Node API (reservoirpy.node)#

Note

See the following guides to:

Simple tools for complex reservoir computing architectures.

The Node API features a simple implementation of computational graphs, similar to what can be found in other popular deep learning and differentiable calculus libraries. It is however simplified and made the most flexible possible by discarding the useless “fully differentiable operations” functionalities. If you wish to use learning rules making use of chain rule and full differentiability of all operators, ReservoirPy may not be the tool you need (actually, the whole paradigm of reservoir computing might arguably not be the tool you need).

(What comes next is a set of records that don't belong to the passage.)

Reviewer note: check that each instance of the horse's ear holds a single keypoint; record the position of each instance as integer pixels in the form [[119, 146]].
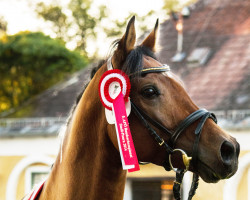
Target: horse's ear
[[150, 41], [126, 44]]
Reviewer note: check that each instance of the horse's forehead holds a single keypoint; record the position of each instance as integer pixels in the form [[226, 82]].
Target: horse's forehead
[[150, 62], [174, 77]]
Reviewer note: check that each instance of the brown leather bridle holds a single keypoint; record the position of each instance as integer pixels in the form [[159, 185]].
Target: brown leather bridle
[[148, 122]]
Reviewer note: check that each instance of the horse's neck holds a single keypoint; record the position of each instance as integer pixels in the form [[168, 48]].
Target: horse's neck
[[90, 167]]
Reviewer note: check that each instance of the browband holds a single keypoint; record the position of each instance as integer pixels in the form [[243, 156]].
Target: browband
[[162, 68], [159, 69]]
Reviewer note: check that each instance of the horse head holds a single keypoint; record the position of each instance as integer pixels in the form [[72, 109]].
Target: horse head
[[161, 98]]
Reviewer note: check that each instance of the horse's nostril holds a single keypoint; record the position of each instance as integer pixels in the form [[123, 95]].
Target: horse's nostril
[[227, 153]]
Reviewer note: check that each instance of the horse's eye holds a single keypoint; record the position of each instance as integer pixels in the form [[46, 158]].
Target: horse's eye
[[150, 92]]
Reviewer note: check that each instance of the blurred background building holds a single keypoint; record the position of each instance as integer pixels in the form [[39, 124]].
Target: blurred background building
[[208, 46]]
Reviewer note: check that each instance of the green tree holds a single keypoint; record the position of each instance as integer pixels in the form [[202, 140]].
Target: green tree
[[3, 25], [82, 21], [85, 21], [53, 13], [30, 63], [175, 6]]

The Node API is composed of a base Node class that can be described as a stateful recurrent operator able to manipulate streams of data. A Node applies a _step function on some data, and then stores the result in its state attribute. The _step() operation can be a function depending on the data, on the current state vector of the Node and on the Node parameters.

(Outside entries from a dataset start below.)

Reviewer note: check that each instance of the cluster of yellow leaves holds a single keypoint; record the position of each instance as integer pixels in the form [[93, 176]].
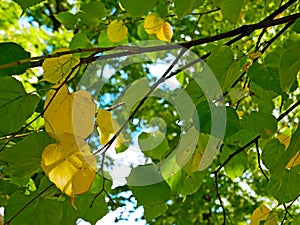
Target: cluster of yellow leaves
[[153, 24], [69, 118], [107, 127]]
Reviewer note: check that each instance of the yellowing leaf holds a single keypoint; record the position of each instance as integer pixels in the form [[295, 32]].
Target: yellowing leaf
[[259, 214], [70, 165], [71, 113], [107, 127], [153, 22], [165, 33], [284, 139], [295, 161], [56, 70], [117, 31]]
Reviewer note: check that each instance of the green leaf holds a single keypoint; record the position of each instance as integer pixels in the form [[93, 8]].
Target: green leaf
[[40, 211], [237, 165], [296, 26], [152, 212], [223, 66], [138, 7], [25, 4], [271, 153], [11, 52], [91, 13], [24, 157], [189, 184], [153, 145], [285, 187], [68, 19], [231, 9], [90, 207], [289, 67], [183, 8], [262, 123], [16, 105], [266, 76], [148, 193]]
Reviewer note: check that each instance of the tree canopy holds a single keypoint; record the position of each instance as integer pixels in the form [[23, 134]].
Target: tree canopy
[[189, 109]]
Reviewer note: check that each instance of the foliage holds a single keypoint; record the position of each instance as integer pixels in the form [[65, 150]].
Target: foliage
[[221, 147]]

Nodes can also be connected together to form a Model. Models hold references to the connected nodes and make data flow from one node to the next, allowing to create deep models and other more complex architectures and computational graphs. Model is essentially a subclass of Node, that can also be connected to other nodes and models.

See the following guides to:

Node()

Generic Node ABC

TrainableNode()

Node that can be trained.

OnlineNode()

Node that can be trained in an online fashion.

ParallelNode()

Node that can be trained in parallel.